L’homme, visiblement contrarié, s’incline légèrement avant de rejoindre ses compagnons. Je laisse échapper un soupir. Gérer ces hommes est un équilibre précaire, un autre défi parmi tant d’autres.
Dans mes appartements, je trouve Adalasie, penchée sur une table où sont étalés des parchemins. Elle ne lève pas les yeux lorsque j’entre, mais son silence est éloquent. Depuis des semaines, elle ménage une distance que je ne sais plus comment franchir. Ses robes simples mais élégantes soulignent une beauté que je n’ose plus lui complémenter.
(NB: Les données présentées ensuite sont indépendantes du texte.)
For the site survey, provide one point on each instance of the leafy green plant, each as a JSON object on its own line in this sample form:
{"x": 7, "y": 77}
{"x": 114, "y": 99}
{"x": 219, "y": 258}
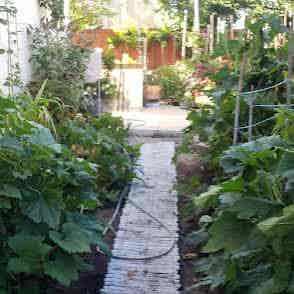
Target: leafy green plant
{"x": 128, "y": 37}
{"x": 56, "y": 59}
{"x": 257, "y": 197}
{"x": 102, "y": 141}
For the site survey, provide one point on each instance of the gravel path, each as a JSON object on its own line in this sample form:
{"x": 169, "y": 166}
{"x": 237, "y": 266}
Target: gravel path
{"x": 141, "y": 236}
— Tu devrais te reposer, dis-je doucement.
Elle pose enfin son regard sur moi, froid mais non dépourvu de tendresse.
— Et toi, Roncelin ? Quand as-tu dormi une nuit entière dans ton lit pour la dernière fois ?
Sa remarque pique, mais je ne peux nier la vérité. Depuis des mois, j’ai pris l’habitude de dormir seul, prétextant le travail ou les voyages. Son ton change, devenant plus acéré.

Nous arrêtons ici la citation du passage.